Ada perbedaan yang sangat kentara dalam pelaksanaan ibadah haji zaman sekarang ini dengan jamannya kolonial Hindia-Belanda.
Dalam prakteknya, pemerintah Hindia-Belanda memberikan ijin kepada pihak swasta untuk mengelola.
Namun sayang, perusahaan-perusahaan swasta tersebut melakukan banyak sekali kecurangan dan penipuan yang sangat merugikan para jemaah haji.
Selain merugikan karena penipuan, banyak juga penyimpangan lainnya yang sangat kacau balau. Banyak pemberian gelar haji diberikan kendati pun mereka belum belum berangkat atau sampai di Mekkah. Para jemaah haji juga banyak yang ditipu dan lantas dijadikan budak-budak.
Beberapa sumber menyebutkan jika orang pertama di Nusantara yang pertama kali naik haji adalah Pangeran Abdul Dohhar, putra dari Sultan Banten, Ageng Tirtayasa. Pangeran Abdul Dohhar naik haji pada tahun 1630.
Melihat sumber itu, pikiran jadi teringat kembali pada tulisan yang sempat saya baca. Sepertinya bukan Pangeran Abdul Dohhar orang pertama yang naik haji di Nusantara ini.
Yang pertama kali naik haji di Nusantara adalah Bratalegawa asal Sunda, Jawa Barat.

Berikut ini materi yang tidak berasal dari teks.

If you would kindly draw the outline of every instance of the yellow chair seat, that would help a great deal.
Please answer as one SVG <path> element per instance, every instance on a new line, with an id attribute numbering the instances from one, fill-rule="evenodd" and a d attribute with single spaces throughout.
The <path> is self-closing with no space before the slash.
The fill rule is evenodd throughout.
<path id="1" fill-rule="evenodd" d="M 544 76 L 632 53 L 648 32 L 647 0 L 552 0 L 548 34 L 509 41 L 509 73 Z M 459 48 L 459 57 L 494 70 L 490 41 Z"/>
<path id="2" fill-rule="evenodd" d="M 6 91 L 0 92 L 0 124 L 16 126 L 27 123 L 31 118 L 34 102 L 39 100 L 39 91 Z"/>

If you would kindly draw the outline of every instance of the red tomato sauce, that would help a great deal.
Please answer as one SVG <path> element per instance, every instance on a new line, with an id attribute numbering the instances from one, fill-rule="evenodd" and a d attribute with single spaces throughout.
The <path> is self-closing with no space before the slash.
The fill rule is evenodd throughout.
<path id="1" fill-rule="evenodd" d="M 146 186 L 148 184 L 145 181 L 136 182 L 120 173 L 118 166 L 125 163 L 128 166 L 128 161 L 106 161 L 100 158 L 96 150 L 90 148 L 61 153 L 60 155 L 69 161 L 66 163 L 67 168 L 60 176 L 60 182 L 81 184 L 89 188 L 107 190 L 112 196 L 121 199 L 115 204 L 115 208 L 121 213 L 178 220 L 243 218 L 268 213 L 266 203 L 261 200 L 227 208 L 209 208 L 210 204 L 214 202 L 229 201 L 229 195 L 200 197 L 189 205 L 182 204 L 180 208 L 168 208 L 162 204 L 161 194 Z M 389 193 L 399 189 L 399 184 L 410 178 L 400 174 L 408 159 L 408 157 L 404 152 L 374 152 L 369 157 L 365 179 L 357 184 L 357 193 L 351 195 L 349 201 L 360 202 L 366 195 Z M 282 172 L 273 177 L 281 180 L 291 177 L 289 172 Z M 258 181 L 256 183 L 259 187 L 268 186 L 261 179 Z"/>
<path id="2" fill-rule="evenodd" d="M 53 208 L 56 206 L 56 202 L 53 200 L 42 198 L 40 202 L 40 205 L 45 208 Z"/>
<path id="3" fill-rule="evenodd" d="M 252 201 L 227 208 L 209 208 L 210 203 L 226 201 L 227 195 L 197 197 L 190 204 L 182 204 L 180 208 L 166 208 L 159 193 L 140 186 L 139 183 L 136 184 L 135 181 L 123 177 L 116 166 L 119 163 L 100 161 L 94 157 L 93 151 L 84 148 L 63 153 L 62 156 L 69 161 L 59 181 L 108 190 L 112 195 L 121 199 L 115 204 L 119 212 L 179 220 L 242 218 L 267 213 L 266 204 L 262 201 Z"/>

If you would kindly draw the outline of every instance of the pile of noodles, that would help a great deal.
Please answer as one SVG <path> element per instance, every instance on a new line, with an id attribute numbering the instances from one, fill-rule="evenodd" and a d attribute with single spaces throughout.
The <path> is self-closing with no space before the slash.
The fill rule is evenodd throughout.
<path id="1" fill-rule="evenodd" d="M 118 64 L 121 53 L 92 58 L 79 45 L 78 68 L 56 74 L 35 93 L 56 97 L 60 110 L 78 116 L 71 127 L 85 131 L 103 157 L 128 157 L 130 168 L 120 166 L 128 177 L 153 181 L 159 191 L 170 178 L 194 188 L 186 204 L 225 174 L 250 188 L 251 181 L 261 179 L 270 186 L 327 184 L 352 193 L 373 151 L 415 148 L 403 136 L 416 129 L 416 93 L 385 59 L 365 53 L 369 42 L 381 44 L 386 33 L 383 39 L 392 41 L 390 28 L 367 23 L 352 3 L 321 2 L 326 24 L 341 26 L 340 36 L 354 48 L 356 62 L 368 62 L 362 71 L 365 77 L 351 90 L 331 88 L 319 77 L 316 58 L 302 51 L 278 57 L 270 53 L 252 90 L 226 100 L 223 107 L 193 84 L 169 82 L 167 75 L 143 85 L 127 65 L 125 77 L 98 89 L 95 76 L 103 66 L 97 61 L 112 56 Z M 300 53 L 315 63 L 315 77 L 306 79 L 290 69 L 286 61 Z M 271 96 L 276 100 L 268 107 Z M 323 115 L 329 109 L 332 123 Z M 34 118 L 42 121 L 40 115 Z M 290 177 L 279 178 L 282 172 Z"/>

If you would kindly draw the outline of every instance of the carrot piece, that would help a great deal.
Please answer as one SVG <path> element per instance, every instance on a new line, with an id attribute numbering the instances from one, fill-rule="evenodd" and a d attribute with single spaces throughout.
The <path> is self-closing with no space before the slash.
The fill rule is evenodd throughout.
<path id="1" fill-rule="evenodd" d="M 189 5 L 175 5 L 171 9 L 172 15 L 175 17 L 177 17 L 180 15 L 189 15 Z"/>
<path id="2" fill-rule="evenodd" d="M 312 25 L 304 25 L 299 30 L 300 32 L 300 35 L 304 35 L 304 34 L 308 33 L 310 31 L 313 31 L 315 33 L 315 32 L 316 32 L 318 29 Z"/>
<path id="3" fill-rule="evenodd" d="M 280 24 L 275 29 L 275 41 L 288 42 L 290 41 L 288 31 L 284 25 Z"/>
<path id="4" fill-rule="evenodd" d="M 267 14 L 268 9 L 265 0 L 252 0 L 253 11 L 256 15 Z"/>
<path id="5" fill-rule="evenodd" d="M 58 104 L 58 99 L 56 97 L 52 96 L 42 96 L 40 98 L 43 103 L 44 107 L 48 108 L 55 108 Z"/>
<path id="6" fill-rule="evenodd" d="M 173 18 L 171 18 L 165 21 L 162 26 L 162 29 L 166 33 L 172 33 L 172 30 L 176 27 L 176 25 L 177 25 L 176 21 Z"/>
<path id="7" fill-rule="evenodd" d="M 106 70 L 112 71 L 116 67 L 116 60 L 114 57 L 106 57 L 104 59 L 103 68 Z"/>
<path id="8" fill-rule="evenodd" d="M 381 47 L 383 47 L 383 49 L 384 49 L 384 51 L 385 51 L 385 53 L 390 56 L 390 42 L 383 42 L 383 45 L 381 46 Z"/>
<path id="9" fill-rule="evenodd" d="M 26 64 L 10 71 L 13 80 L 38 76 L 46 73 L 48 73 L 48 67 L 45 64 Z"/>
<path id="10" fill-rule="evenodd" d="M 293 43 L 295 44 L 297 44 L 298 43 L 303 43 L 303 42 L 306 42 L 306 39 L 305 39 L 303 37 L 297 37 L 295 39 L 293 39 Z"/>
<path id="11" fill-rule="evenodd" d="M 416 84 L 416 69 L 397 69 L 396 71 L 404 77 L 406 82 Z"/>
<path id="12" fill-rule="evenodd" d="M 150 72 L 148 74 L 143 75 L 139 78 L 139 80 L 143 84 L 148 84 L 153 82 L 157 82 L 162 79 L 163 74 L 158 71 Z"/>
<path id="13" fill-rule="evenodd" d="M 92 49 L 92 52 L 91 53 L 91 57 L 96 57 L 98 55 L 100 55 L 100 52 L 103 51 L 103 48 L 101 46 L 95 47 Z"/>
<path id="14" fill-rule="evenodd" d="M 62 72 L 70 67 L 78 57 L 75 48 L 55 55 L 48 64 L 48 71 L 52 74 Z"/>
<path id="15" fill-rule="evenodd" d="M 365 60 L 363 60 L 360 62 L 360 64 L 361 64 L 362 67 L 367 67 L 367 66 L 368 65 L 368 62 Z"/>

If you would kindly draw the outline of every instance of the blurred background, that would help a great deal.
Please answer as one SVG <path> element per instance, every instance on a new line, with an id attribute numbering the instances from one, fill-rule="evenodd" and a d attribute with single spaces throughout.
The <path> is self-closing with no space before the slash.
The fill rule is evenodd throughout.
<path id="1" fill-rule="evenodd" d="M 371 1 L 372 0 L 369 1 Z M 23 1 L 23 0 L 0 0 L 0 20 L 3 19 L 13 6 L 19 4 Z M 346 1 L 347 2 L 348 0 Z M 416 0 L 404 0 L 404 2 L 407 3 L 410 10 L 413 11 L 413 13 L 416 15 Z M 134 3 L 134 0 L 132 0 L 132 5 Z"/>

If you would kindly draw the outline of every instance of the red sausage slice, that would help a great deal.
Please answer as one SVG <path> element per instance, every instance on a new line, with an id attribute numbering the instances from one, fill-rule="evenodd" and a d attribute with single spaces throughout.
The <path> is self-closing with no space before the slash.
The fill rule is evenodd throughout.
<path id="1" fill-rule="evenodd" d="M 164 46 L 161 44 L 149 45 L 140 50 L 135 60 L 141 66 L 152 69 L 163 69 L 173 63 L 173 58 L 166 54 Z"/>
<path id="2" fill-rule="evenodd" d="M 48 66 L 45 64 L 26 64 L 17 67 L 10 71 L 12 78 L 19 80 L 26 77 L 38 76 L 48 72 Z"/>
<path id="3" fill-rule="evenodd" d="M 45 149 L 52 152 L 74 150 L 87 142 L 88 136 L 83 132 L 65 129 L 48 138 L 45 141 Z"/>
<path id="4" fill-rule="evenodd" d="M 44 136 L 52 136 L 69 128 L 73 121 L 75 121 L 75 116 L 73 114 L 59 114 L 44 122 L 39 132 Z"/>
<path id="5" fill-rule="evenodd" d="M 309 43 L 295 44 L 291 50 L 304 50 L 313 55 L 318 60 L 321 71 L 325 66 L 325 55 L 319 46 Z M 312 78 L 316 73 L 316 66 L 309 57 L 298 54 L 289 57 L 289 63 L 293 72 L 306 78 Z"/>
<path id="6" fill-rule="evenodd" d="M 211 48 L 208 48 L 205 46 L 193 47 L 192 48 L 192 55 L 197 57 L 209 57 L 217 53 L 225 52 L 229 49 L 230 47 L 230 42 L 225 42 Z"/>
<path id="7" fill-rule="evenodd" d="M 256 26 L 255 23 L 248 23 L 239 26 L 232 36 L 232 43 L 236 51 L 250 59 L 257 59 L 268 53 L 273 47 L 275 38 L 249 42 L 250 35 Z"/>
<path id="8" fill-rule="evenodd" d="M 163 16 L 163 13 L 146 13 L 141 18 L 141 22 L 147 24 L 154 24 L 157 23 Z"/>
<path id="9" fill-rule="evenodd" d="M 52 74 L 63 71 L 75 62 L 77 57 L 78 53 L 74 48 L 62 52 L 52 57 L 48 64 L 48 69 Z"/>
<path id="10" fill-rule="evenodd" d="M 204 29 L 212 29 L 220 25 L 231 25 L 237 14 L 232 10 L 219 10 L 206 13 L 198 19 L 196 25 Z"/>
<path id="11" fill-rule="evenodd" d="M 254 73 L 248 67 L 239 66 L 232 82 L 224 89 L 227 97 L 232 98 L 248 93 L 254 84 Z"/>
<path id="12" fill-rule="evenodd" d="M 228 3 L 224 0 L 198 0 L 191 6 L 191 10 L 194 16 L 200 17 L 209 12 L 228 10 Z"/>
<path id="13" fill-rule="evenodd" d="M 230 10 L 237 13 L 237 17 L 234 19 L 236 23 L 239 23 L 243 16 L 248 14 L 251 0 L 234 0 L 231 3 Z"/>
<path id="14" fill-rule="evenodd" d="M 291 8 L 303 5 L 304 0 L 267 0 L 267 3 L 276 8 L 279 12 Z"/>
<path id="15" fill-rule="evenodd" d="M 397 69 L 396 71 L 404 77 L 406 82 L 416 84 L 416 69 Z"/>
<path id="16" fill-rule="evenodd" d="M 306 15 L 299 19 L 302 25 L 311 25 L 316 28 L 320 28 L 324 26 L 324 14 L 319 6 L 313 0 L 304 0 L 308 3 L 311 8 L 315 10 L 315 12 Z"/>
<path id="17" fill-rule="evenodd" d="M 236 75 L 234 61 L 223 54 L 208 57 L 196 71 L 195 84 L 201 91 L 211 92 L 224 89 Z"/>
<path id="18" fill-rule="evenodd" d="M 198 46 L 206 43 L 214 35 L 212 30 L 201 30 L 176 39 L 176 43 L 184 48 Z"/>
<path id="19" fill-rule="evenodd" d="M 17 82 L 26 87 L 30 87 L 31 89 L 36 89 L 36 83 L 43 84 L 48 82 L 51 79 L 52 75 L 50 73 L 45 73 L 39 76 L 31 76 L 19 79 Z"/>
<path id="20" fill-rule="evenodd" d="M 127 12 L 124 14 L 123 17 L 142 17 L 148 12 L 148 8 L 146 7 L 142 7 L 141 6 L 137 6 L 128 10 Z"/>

Walaupun tidak diketahui secara pasti, kapan Islam masuk wilayah tatar Pasundan, akan tetapi pada sekitar abad ke 13 ada seseorang bangsawan dari Kerajaan Galuh Sunda yang bernama Bratalegawa. Bratalegawa adalah putra ke 2 dari Raja Bunisora di Kerajaan Galuh yang bernafaskan Hindu, dan sekaligus sepupu dari Dyah Pitaloka Citra Resmi.
Selain seorang bangsawan, Bratalegawa juga terkenal saat itu sebagai seorang saudagar yang kaya raya. Dalam bisnisnya, Bratalegawa sering berhubungan dengan para saudagar lainnya dari Timur Tengah. Dalam perjalanan bisnisnya ke luar negeri, Bratalegawa sering berinteraksi dengan para saudagar dari Timur Tengah yang beragama Islam.
Seringnya berhubungan dengan saudagar dari Arab itu lama-kelamaan Bratalegawa merasa penasaran dan mulai tertarik dengan agama Islam. Dan pada akhirnya, Bratalegawa pun tidak menolak ketika diislamkan oleh para saudagar dari Timur Tengah itu, ketika sedang di India.
Kendati sebenarnya, Bratalegawa adalah seorang penganut Hindu yang ketat, sama seperti saudara-saudaranya, kedua orangtuanya, dan para anggota kerajaan Galuh.
Kerajaan Sunda Galuh ini ibukotanya adalah Kawali (Ciamis sekarang), tanah kelahiran Bratalegawa.
Sebagai Muslim, Bratalegawa yang memang kaya raya, lantas menunaikan ibadah haji. Setelah selesai menjalankan segalanya, Bratalegawa lantas dijuluki sebagai Haji Purwa. Purwa artinya yang utama atau yang pertama.
Karena Bratalegawa lah tokoh Sunda pertama yang berhasil naik haji. Namanya pun lalu menjadi Haji Baharuddin Al-Jawi.
Bukan hanya sekedar mengantongi gelar Haji, Bratalegawa pun ingin menyebarkan agama Islam yang kini dianutnya. Pulang dari Mekkah dia langsung ke tanah kelahirannya Kawali. Haji Baharuddin Al-Jawi ingin menyebarkan Islam di kerajaan Galuh nya.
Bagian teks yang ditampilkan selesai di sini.